Mountain Ash


The brilliant red berries and changing leaves to match mark the onset of autumn

Common Name: Mountain Ash, Rowan tree, American Mountain Ash – The pinnate leaves are similar in appearance to those of the ash tree, which is otherwise unrelated; it is most frequently found in mountainous terrain.

Scientific Name: Sorbus americana – The generic name is Latin for ‘service tree’ which alludes through Indo-European roots to the color red; the crimson berries are a notable characteristic. The species assignation indicates that it is indigenous to North America; the most common European service tree is Sorbus aucuparia, which was introduced and has become naturalized. The two species are very similar in appearance.

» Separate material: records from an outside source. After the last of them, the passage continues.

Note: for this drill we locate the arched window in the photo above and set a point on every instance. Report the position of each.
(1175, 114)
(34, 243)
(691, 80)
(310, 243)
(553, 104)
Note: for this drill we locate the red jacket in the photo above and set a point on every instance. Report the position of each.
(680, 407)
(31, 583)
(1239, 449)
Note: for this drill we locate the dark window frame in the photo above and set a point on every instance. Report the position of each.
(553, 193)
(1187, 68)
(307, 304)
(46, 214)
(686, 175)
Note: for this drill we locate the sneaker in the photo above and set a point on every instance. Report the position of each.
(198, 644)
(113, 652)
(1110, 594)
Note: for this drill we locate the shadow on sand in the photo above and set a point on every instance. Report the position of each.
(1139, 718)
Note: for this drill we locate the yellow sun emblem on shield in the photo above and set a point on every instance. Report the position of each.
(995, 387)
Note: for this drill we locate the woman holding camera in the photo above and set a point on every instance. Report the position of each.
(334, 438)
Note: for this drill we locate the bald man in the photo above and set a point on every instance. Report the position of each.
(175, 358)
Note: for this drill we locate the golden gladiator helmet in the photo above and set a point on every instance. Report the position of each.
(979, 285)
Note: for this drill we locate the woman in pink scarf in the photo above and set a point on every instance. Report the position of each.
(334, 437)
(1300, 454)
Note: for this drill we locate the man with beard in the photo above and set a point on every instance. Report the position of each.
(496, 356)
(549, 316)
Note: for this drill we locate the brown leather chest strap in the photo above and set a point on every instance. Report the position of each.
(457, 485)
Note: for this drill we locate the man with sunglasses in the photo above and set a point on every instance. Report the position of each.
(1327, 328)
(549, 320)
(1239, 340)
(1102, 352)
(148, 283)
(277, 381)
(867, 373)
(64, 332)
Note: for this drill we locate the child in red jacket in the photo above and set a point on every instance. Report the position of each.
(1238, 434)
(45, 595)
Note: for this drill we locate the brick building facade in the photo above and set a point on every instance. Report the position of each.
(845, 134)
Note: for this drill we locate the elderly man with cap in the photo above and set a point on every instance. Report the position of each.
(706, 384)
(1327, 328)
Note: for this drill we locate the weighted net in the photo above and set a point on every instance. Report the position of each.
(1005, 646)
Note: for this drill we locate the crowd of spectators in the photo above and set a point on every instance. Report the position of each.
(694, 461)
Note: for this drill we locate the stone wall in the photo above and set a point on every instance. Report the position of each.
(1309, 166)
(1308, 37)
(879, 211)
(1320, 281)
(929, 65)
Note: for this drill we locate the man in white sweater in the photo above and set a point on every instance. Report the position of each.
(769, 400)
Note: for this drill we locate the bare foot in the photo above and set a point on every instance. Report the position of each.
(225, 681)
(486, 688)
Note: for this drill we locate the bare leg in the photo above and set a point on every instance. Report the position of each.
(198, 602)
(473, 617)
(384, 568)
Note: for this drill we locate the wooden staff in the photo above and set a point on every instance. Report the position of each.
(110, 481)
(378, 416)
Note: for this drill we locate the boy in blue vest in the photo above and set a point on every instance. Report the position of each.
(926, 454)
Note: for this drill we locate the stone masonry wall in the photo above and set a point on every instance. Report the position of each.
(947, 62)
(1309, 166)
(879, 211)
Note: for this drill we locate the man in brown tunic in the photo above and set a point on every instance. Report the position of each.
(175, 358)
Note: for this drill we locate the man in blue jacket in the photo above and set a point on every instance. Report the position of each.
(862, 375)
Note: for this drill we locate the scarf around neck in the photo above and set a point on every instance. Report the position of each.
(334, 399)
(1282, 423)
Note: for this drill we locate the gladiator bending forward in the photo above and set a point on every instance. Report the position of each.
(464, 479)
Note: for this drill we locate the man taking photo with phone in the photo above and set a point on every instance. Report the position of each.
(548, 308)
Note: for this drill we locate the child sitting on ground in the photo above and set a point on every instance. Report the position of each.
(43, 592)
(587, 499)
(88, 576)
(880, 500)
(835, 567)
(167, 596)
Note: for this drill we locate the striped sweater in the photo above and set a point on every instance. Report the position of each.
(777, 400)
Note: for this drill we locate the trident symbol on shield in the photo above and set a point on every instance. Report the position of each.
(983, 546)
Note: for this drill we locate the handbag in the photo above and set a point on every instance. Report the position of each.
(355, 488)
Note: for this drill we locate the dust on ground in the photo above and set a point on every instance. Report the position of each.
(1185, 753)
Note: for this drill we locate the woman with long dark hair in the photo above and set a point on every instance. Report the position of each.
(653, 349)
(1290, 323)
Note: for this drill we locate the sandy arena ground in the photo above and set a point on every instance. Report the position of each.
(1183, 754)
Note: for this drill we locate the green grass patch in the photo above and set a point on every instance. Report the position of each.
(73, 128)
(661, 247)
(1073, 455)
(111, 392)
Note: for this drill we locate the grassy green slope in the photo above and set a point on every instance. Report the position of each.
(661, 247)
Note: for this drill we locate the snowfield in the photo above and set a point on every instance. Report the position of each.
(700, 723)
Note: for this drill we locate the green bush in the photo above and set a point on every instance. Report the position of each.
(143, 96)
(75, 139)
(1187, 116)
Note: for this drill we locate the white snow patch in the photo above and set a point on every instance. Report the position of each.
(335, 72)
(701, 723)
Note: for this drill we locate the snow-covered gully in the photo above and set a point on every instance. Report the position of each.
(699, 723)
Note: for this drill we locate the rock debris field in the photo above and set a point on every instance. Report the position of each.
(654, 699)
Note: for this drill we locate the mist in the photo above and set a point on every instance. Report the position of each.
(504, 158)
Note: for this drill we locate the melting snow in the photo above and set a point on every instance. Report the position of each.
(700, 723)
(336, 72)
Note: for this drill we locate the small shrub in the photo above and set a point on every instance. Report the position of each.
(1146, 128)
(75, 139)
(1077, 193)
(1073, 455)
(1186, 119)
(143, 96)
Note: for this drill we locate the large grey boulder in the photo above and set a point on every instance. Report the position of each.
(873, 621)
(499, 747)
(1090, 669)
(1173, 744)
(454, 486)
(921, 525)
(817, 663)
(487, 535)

Potpourri: The American Mountain Ash is contrarian in being a service tree and not an ash tree; its pinnately compounded ash-like leaflets are deemed the cause for the misnomer. The confusion is exacerbated by the American serviceberry tree, whose red berries reminded early colonists of the service trees of their homeland; the fusion of Old and New World cultures resulted in many botanical malapropisms. The resultant ‘ash tree’ is really a service tree and the serviceberry tree is neither. It was the multitude of new American species that inspired Linnaeus to formulate the genus-species taxonomy in the 18th century to bring some order to the chaos in botany; the resultant morphological Linnaean system is being validated for DNA consistency according to the strictures of the 21st century. The tree will be the mountain ash regardless.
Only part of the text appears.